Further, our CIO survey respondents indicated that 70% of organisations are considering adopting further cloud delivery services in the next 12 months.
Against this backdrop, only 29% of CIO respondents said they permit personal information of personnel, customers or suppliers to be transferred and stored outside of Australia.
Our results suggest an increasing number of organisations are taking (or planning to take) advantage of the flexibility offered by cloud based services, while being aware of the risks (be they technical, commercial or regulatory) of transferring and storing personal information overseas.
On the other hand, as noted above, most surveyed organisations are not engaging in regular testing of their own cyber resilience, with an even lower percentage conducting regular audits of the cyber resilience of their key suppliers.
Accordingly, while they may be aware of the risks of outsourcing critical IT and business functions to the cloud, many organisations may not be taking appropriate steps to mitigate against these risks.
In our last report we found that cyber insurance uptake had increased among surveyed organisations. Our latest survey responses indicate a significant increase in cyber insurance uptake, with 62% of respondents indicating their organisation has a cyber insurance policy in place (compared with 39% in 2016).
This is consistent with the Insurance Council of Australia’s comments that cyber insurance is the fastest growing commercial segment of the Australian insurance market. With the introduction of the Notifiable Data Breaches (NDB) scheme, the Australian cyber insurance market is tipped to grow as global insurance houses continue to move into this space. For the moment, however, Australia’s uptake of cyber insurance still lags significantly behind that of the established markets in the United States and Europe.
Organisations considering purchasing or renewing cyber insurance products should seek specialist advice to avoid potential gaps in cover.
One increasingly common example is a cyber crime enabled by manipulating an individual to transfer a payment to a fraudster’s account (known commonly as social engineering), which might fall into a gap between an organisation’s cyber risk and crime policies given the “voluntary” nature of the payment. Organisations should therefore ensure that they have adequate insurance cover to protect against social engineering losses.
While cyber insurance is a key risk management measure for many organisations, it is important to remember that insurance should form part of a wider toolkit of risk management measures for organisations, and should not be seen as a panacea for addressing cyber risk. This is especially critical as more organisations move to the cloud and are subject to the security arrangements of their third party service providers.

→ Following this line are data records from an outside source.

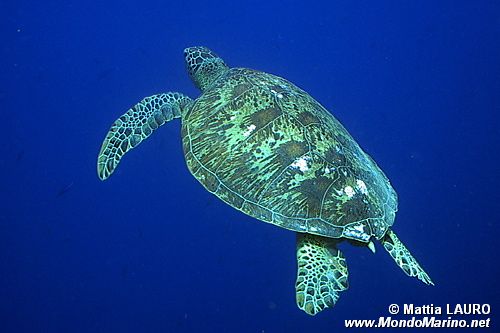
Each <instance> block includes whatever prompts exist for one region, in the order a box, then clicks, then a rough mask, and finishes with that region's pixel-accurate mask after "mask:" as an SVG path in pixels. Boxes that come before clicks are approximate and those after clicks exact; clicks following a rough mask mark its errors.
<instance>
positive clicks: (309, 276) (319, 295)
mask: <svg viewBox="0 0 500 333" xmlns="http://www.w3.org/2000/svg"><path fill="white" fill-rule="evenodd" d="M335 243H336V242H335V241H334V240H332V239H327V238H323V237H319V236H313V235H309V234H299V233H297V262H298V271H297V282H296V283H295V291H296V298H297V306H298V307H299V308H300V309H301V310H303V311H305V312H306V313H307V314H309V315H312V316H314V315H315V314H317V313H318V312H320V311H322V310H324V309H325V308H328V307H332V306H334V305H335V303H336V302H337V300H338V298H339V292H341V291H342V290H345V289H347V288H348V282H347V276H348V272H347V265H346V262H345V258H344V255H343V254H342V252H340V250H338V249H337V248H336V247H335Z"/></svg>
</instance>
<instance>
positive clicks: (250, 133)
mask: <svg viewBox="0 0 500 333" xmlns="http://www.w3.org/2000/svg"><path fill="white" fill-rule="evenodd" d="M256 128H257V126H255V125H254V124H252V125H250V126H248V127H247V131H246V132H244V133H243V136H245V137H246V136H249V135H250V134H252V132H253V131H254V130H255V129H256Z"/></svg>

The introduction of Australia’s Notifiable Data Breaches (NDB) scheme, due to commence on 22 February, is widely considered to be long overdue.
The amendments that the NDB scheme will make to the Privacy Act 1988 (Cth) (Privacy Act) mean that data breach response planning is no longer a ‘nice to have’. Being prepared to act quickly to mitigate, contain and respond to a data breach is a critical legal risk and reputation management strategy.
Many (though by no means all) of our surveyed organisations appear to recognise this need, with around 40% of organisations stating they were preparing for the incoming laws by reviewing policies, data breach response plans and security controls.
Australia is imminently joining a number of its global counterparts in implementing mandatory data breach notification. This will also include the European Union when the General Data Protection Regulation (GDPR) begins in May 2018. The GDPR will directly impact many Australian businesses.
Our survey results indicate that many organisations still have work to do in preparing for these laws, as well as implementing the protocols, policies and procedures necessary to mitigate their exposure to cyber risk.